CIDP Neuropathy also known as Chronic Inflammatory Demyelinating polyneuropathy is a type of neuropathy with certain specific features, both clinically and on the diagnostic nerve testing  (NCV TEST).

Peripheral neuropathy, a result of damage to your peripheral nerves, often causes weakness, numbness, and pain, usually in your hands and feet. It can also affect other areas of your body. Your peripheral nervous system sends information from your brain and spinal cord (central nervous system) to the rest of your body.

Peripheral neuropathy facts.

There are many causes of peripheral neuropathy, including diabetes, infections, genetics, toxin exposure, vitamin deficiency, tumors, trauma and drugs. Neuropathy can also occur due to some other body ailments that trigger an inflammatory response in the body and this leads to damage to the nerves. Such type of neuropathies are known as inflammatory and autoimmune types of neuropathy (underlying cause inflammation).  Neuropathy can also be seen in a good majority of patients due to an unknown cause, known as Idiopathic neuropathies. Seniors are frequently suffering from neuropathy diagnosed as neuropathy but without a cause.

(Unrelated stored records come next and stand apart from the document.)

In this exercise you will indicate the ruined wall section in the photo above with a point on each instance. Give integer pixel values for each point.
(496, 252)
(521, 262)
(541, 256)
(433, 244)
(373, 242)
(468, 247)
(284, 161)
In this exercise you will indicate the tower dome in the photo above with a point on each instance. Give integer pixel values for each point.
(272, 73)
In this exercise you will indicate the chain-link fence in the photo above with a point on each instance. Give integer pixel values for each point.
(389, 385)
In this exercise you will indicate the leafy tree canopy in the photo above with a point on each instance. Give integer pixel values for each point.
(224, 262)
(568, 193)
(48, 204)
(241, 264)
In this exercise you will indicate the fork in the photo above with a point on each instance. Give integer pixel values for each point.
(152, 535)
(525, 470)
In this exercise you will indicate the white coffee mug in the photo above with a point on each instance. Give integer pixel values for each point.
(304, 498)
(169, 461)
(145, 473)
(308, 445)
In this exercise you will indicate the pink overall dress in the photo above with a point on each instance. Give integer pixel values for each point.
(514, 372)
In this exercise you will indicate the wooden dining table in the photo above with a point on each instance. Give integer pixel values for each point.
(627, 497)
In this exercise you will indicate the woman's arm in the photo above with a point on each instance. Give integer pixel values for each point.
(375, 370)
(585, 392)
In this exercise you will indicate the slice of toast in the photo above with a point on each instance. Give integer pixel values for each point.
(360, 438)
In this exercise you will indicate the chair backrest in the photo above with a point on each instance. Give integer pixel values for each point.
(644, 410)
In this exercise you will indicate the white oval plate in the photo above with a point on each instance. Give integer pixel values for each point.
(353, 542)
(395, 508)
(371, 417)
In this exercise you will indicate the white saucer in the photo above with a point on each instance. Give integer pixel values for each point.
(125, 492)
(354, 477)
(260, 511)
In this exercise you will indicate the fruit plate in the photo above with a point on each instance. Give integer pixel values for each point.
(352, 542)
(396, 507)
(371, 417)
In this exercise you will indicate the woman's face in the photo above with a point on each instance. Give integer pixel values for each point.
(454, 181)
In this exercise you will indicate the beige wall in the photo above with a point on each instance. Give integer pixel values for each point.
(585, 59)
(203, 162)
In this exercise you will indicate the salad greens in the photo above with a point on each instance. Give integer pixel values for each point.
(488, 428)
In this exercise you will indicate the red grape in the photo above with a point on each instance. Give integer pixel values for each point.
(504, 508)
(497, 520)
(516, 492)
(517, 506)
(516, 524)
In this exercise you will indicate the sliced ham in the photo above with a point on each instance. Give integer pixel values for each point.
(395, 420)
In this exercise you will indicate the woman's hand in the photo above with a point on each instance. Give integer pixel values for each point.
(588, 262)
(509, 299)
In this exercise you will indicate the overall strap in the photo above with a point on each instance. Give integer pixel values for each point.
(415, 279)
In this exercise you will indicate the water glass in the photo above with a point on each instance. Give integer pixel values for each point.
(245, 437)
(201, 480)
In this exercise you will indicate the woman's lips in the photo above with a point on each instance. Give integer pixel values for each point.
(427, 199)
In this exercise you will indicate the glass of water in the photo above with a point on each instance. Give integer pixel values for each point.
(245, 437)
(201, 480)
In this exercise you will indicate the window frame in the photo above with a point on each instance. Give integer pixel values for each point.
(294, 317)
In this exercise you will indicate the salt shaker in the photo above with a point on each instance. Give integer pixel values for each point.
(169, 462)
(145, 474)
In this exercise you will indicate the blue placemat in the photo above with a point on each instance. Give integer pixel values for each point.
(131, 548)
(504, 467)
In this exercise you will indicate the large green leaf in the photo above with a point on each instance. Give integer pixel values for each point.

However, most frequently the cause of neuropathy remains unknown and undisclosed by physician experts of this condition. There are several reasons for this. An important reason is that the nomenclature of classifying Neuropathy is quite poorly formatted in the Neurology literature. Due to the overwhelming influence of academic institutions on medical literature, the approach is more academic rather than pragmatic.

There is a large percentage of neuropathy patients that are not referred to expert neurologists, and furthermore, a strong majority of neurologists in community practice are unable to classify the neuropathy of a patient based on its underlying cause. The most frequent diagnosis is Idiopathic neuropathy, meaning neuropathy of unknown cause. These patients are given medication like Lyrica or Neurontin for symptoms (nerve pain or neuralgia) relief.

Diabetes-induced neuropathy remains to be the most common neuropathy diagnosed with a cause. The treatment remains symptomatic only and an advice to better control diabetes.

In common practice, neuropathy is also classified as; neuropathy due to a disease of a single nerve (eg. Carpal Tunnel Syndrome), or collection of nerve (Mononeuritis Multiplex) and distal branches of several (all) the nerves in the feet and (OR) hands (Peripheral neuropathy).

The above neuropathy classification does not disclose the cause of neuropathy, though there are common patterns, for example, carpal tunnel is a single nerve neuropathy caused by compression of a nerve at the wrist.  Diabetes commonly causes neuropathy that is peripheral neuropathy.

Neuropathy is also understood by expert neurologists based on what type of nerve (functionality) is involved in the neuropathy. Since nerves are either Sensory (take information to the brain) or Motor (bring information from the brain to the boy-muscles). A neuropathy can be a Sensory neuropathy or Motor neuropathy. Frequently both motor and sensory components are involved, also known as sensory-motor neuropathy. This type of classification does not explain the cause of neuropathy. Diabetes usually causes a mixed type of sensory motor neuropathy; however, a pure motor type of neuropathy can be seen in ALS.

Last but not the least, there is another way of understanding neuropathy, depending on what part of the nerve is damaged. All nerves have an inner section called Axon and outer layers of covering known as Myelin. When the nerve axon is damaged, it’s called axonopathy and when the myelin is damaged, it’s known as Demyelinating neuropathy.

There are 100’s of ways the causes and combination of neuropathy can be classified, and they are a challenge to understand.




CIDP is a type of neuropathy which is a chronic condition that occurs due to inflammation as an underlying cause that causes damage to the myelin affecting peripheral nerves.

This condition is commonly under-diagnosed in community neurologist because of the restrictive expertise of performing the nerve conduction testing. Not all who do the test can extract from the data a diagnosis of CIDP. These NCV tests are commonly concluded as peripheral neuropathy only.

Due to the complex nature of the world of neuropathy, its condition and its understanding are limited and CIDP patients are not diagnosed, and this causes delay and damage to the nerves.